Baby P's Mother, Tracey Connelly, 'Wants Another Child'

Baby P's Mother 'Wants Another Child'

Tracey Connelly is to be released imminently after serving six years for causing or allowing her son's death, in a crime that horrified a nation.

According to the Sunday People, Connelly is "desperate" to be a mum again after "mourning" her dead son Peter.

Tracey Connelly

If she were to fall pregnant she would face a legal battle to keep the child as social services would push for the child to be taken out of her care.

Such a case would likely be paid for by legal aid at a cost to the taxpayer.

The 32-year-old, who allowed little Peter to be tortured to death by her boyfriend is to be set free early as experts believe she poses "no danger to the public."

Peter was just 17 months old when he was found dead in his blood-spattered cot at his mother's north London flat, after suffering a catalogue of injuries, including a broken back.
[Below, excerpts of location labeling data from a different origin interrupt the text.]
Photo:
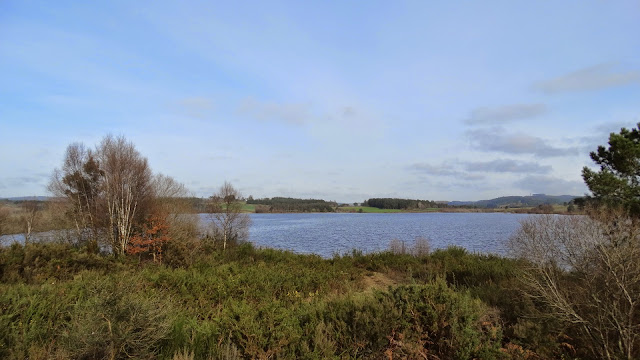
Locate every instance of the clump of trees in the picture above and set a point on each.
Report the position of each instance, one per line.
(284, 204)
(115, 199)
(584, 270)
(229, 224)
(617, 182)
(402, 204)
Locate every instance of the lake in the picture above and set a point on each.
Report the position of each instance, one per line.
(326, 234)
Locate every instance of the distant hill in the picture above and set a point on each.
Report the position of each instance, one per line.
(517, 201)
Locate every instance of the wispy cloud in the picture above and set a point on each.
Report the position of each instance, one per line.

Steven Barker, partner of Connelly, was given a 12-year sentence by the judge for his role in the killing of Baby P and a concurrent life sentence for raping a two-year-old girl

Although he was on the at-risk register following some 60 visits from social workers, police and health professionals, the warning signs were not acted upon

A series of reviews identified missed opportunities when officials could have saved him had they acted sooner.

His mother was branded "manipulative, self-centred and calculating" during her trial in the Old Bailey.

Connelly wrote a letter to the judge presiding over her trial on the eve of her sentencing, expressing remorse for the death of her son.

"Dear judge ... I accept I failed my son Peter," she wrote.

Peter

"By not being fully open with social services I stopped them being able to do a full job. As a direct result of this, my son got hurt and sadly lost his short life.

"I have lost all I hold dear to me. Now every day of my life is full of guilt. I am trying to come to terms with my failure as a mother.

"There is not a day that goes by that I don't cry at some point. I have let down my family, my ex-husband, myself and most importantly my darling son.

"I would like to say I am sorry for all the pain and suffering my failures have caused."

News of her release was met with anger from Peter's grandmother, Mary O'Connor.

"She should never come out," she said, speaking to Sky News. "But even if she does I won't be seeing her again; she's out of my life."